It is just as much a software thing as a hardware one. Afterburner card sits behind an Apple library service for handling decompressing ProRes. If the card is not present then the work is dispatched one way. If the card is present then it is routed through the Afterburner hardware. No major changes in the application that calls it.
A very similar thing is done with Apple Private Cloud Compute ( PCC).
" ... We paired this hardware with a new operating system: a hardened subset of the foundations of iOS and macOS tailored to support Large Language Model (LLM) inference workloads while presenting an extremely narrow attack surface. This allows us to take advantage of iOS security technologies such as
Code Signing and
sandboxing. ..."
Secure and private AI processing in the cloud poses a formidable new challenge. To support advanced features of Apple Intelligence with larger foundation models, we created Private Cloud Compute (PCC), a groundbreaking cloud intelligence system designed specifically for private AI processing...
security.apple.com
If this module was on PCI-e card it wouldn't have to be limited to just the Mac Pro. ( Mac Studio with thunderbolt connection to a external PCI-e slot would just have slower connect. ). Apple PCC goes out over the internet, to Apple data center an back. Round trip time from a local PCI-e attached card probably should go faster.
The large catch here is that the 'functions' would largely be what Apple libraries already cover. ( e.g., decode ProRes with Apple code as opposed to some highly proprietary clone of that functionality. )
There is a substantive limitation here. How much stuff is really tolerant of "a few moments". The longer the latency to/from the more pronounced the juggling act. Moving the ProRes decode on the same die allows the M2-M4 to far exceed what one Afterburner card can do.

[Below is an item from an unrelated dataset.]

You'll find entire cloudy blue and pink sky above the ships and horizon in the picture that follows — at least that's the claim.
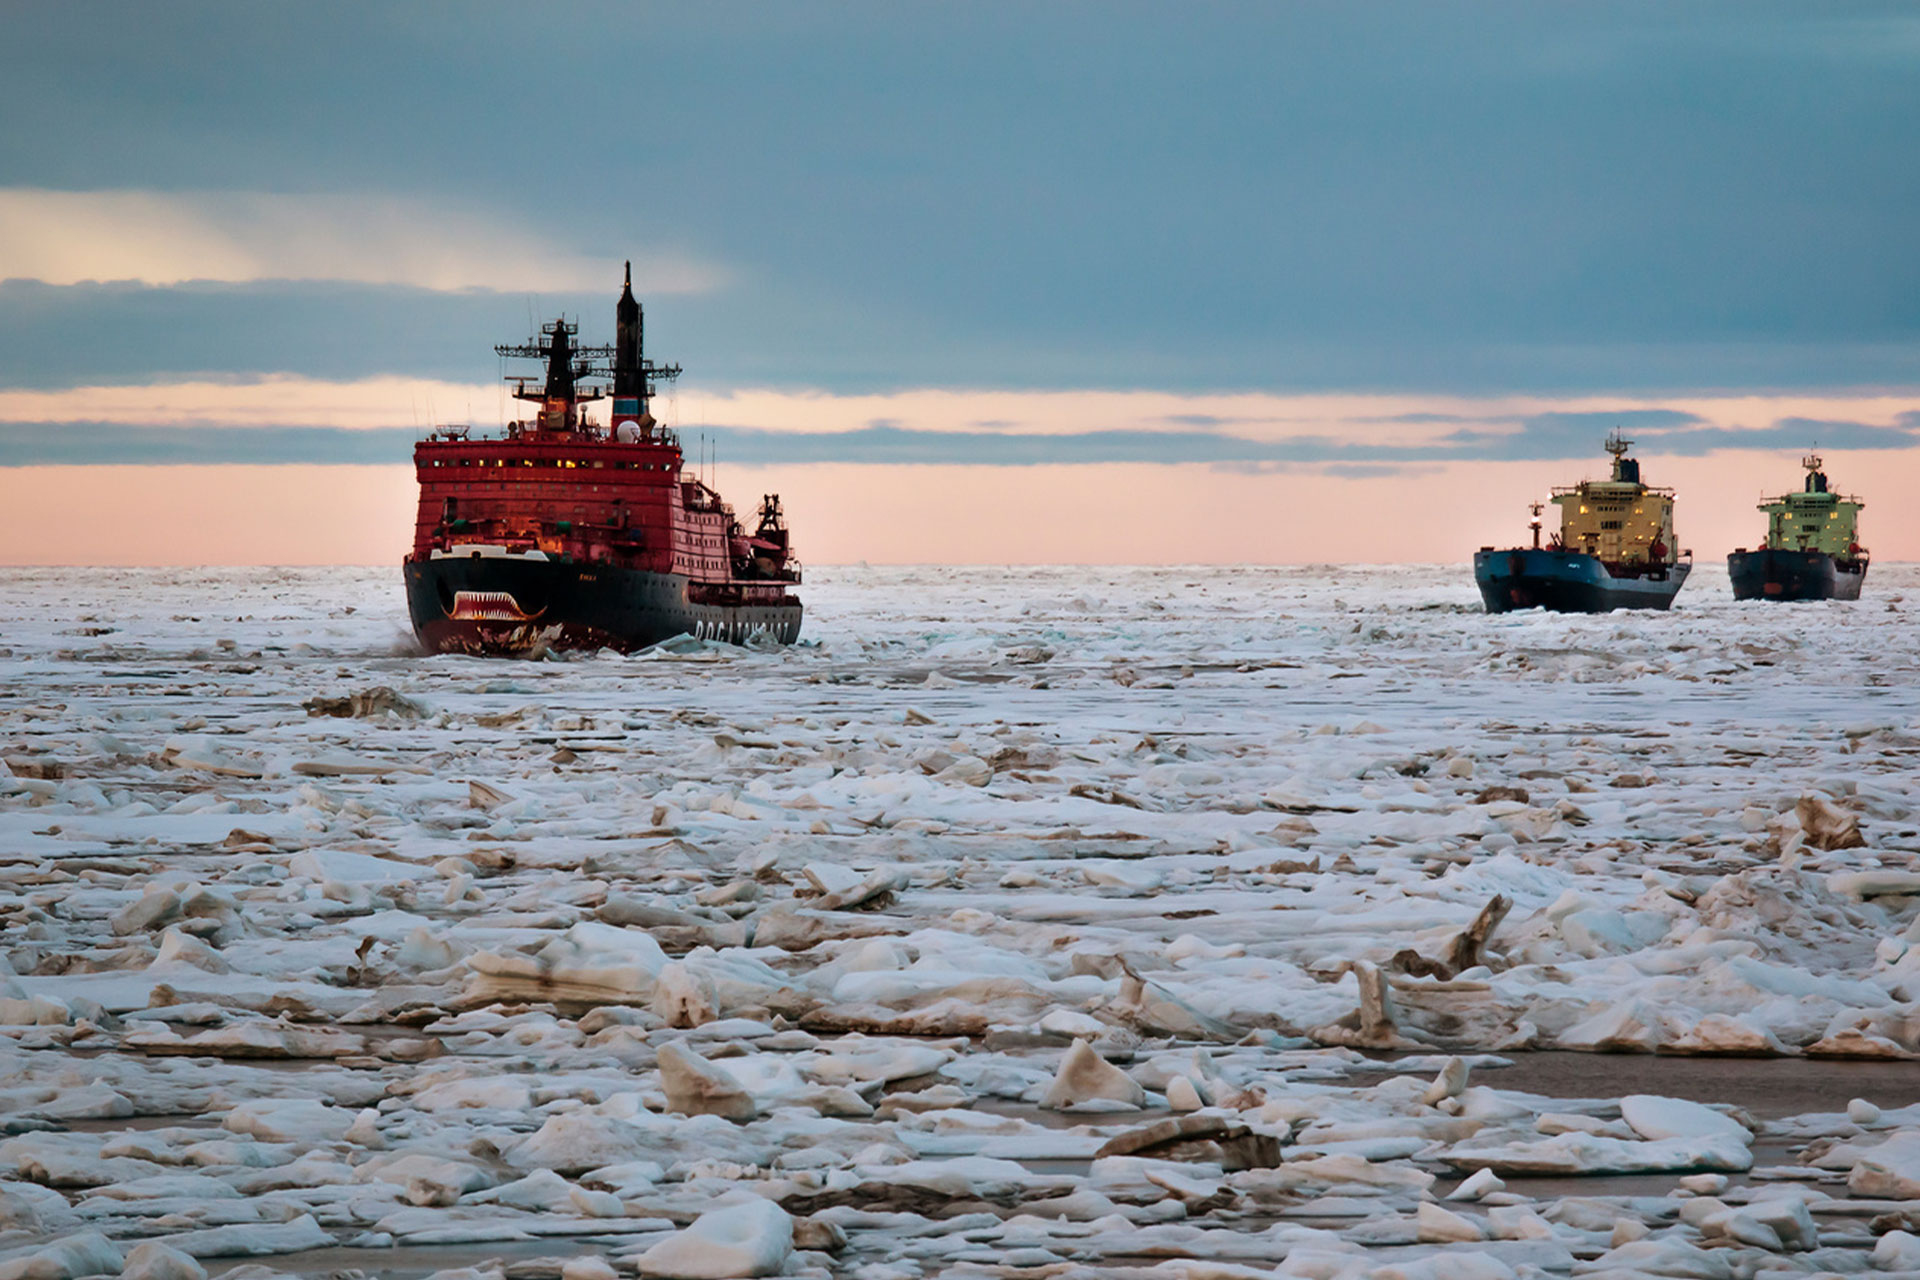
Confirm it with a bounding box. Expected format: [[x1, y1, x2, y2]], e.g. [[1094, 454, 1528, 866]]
[[0, 0, 1920, 564]]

And at a much lower cost ( so price/performace) is radically different.
. If Apple put a M4 Max/Pro on a PCI-e card with this 'thin' PCC OS then all really need to add is a 'virtual Ethernet' over PCI-e so that can connect the pieces of software with the connection they already use to communicate. ( Apple has some security layers with PCC that is overkill on local to the same machine. )

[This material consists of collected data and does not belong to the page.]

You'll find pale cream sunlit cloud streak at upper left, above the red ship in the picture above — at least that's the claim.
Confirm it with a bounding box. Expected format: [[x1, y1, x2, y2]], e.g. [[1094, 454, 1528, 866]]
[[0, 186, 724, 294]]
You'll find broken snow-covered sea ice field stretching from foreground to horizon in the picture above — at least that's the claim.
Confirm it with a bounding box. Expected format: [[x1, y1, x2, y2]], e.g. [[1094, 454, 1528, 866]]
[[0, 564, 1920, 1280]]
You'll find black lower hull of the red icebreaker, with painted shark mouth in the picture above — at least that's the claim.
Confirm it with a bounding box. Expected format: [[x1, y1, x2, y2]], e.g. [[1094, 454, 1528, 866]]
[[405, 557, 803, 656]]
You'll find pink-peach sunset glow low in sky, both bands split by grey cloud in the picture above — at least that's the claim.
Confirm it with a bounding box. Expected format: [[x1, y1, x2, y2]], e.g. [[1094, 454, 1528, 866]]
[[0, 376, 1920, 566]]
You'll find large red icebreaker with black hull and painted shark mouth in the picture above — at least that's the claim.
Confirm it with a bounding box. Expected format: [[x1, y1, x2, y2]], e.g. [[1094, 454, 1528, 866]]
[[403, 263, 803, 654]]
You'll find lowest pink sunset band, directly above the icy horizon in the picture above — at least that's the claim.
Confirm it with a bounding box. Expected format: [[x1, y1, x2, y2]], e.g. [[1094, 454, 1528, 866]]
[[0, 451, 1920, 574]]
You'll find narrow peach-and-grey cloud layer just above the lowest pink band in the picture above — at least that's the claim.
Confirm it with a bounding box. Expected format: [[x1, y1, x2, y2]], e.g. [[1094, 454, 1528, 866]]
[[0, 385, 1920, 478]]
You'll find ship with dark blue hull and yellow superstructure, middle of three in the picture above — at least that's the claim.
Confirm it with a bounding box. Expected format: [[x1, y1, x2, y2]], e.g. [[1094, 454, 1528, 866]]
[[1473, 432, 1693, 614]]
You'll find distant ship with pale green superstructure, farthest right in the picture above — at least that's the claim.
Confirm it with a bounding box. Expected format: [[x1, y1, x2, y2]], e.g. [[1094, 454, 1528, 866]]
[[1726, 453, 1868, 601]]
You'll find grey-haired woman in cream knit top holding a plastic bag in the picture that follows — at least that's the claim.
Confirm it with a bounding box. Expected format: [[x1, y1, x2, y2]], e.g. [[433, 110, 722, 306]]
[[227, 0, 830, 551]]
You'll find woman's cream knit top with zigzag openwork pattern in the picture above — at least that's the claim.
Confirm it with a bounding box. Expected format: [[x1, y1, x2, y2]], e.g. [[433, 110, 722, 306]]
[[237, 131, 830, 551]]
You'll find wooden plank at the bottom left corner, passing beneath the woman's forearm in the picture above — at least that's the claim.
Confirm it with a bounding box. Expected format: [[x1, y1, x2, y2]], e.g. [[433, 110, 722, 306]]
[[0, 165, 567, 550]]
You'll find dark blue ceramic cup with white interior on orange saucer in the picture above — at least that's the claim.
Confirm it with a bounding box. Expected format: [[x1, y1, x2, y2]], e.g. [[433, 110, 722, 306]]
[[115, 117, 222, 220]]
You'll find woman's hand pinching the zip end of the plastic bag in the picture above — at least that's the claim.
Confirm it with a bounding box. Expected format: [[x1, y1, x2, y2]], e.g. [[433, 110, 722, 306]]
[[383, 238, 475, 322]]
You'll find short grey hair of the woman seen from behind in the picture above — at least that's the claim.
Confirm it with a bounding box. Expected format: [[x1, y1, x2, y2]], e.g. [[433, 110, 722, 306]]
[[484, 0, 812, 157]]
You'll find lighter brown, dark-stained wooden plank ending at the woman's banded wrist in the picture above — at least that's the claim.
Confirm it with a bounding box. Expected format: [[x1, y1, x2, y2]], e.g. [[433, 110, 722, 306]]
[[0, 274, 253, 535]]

Apple has some narrow API to distribute workload over multiple macs. This WWDC 2022 session used four Mac Studio's inter-networked via Thunderbolt connection ( using three ports on each can connect all of them with point-to-point connections).

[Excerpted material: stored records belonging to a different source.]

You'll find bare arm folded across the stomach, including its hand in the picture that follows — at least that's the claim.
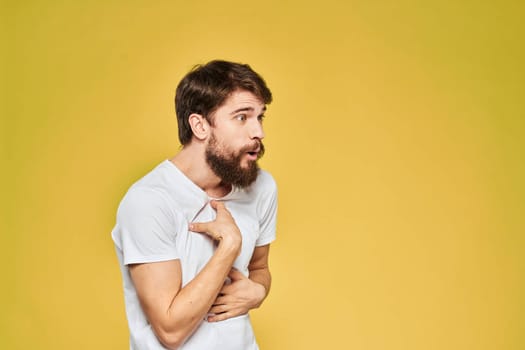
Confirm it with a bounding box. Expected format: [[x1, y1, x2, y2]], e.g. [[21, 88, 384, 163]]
[[208, 244, 272, 322]]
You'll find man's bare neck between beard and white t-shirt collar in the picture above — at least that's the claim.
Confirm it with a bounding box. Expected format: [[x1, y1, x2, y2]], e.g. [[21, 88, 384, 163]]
[[170, 144, 231, 198]]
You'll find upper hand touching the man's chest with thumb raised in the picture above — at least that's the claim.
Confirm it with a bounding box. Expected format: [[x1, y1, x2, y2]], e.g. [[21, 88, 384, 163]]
[[189, 201, 242, 251]]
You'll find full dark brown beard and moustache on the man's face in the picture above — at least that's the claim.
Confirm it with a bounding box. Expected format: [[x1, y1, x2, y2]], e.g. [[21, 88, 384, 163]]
[[206, 133, 264, 188]]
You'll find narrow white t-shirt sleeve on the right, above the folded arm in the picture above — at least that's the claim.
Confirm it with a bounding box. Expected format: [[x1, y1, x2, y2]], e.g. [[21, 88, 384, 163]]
[[255, 178, 277, 246]]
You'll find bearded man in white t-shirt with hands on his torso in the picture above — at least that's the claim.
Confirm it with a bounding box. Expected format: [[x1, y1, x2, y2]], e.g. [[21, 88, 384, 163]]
[[112, 61, 277, 350]]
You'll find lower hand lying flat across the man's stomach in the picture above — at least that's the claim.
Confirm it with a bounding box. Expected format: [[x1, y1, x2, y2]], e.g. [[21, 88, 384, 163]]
[[208, 268, 266, 322]]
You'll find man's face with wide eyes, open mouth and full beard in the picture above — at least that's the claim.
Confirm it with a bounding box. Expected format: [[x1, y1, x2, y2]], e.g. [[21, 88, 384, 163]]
[[206, 91, 266, 187]]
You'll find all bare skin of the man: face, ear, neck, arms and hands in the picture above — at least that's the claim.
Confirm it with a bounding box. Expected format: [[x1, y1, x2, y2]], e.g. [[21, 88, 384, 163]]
[[129, 91, 271, 349]]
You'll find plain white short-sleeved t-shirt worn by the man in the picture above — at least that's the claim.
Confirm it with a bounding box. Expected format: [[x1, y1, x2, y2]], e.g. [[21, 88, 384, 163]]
[[111, 160, 277, 350]]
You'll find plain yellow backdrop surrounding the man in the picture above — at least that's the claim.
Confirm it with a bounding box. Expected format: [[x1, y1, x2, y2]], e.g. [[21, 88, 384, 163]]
[[0, 0, 525, 350]]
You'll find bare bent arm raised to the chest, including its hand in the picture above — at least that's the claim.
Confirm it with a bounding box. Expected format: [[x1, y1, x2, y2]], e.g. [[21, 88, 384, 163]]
[[129, 201, 242, 349]]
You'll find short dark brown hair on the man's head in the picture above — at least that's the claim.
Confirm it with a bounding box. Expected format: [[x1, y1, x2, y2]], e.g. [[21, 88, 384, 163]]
[[175, 60, 272, 145]]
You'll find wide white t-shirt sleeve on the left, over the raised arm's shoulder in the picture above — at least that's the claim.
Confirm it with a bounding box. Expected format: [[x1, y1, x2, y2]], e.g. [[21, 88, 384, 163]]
[[117, 189, 179, 265]]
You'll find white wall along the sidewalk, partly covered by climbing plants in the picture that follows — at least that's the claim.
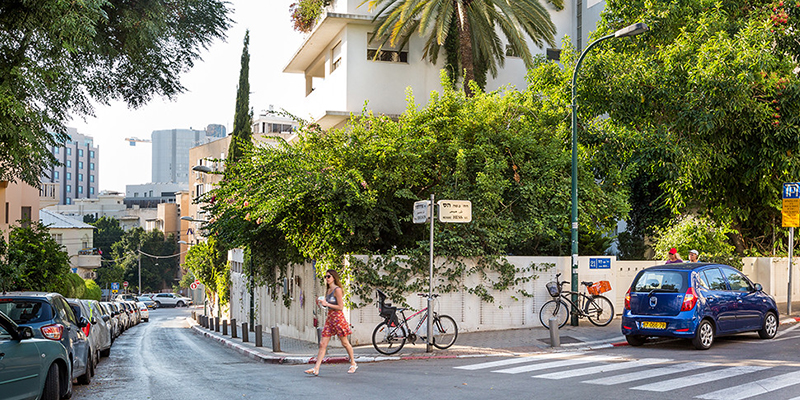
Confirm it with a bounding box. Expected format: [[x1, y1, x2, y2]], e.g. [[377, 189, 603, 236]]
[[225, 254, 800, 344]]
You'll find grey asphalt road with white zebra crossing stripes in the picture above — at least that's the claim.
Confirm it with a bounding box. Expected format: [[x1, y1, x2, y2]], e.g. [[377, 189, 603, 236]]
[[73, 309, 800, 400]]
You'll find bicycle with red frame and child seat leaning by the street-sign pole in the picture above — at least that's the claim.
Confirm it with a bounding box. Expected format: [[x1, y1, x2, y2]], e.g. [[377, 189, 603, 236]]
[[372, 290, 458, 355]]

https://developer.apple.com/videos/play/wwdc2022/10063/
Three Mn Max Mac-on-card in a Mac Pro can do all that point-to-point connections with no TB cables. ( may need some power to the card so perhaps some AUX power cables). Doesn't have to be on a module that only fits into a Mac Pro. If a full fledge Mac on a card there are folks with PC's that may want to plop one of these nodes into their system. ( a much broader scope).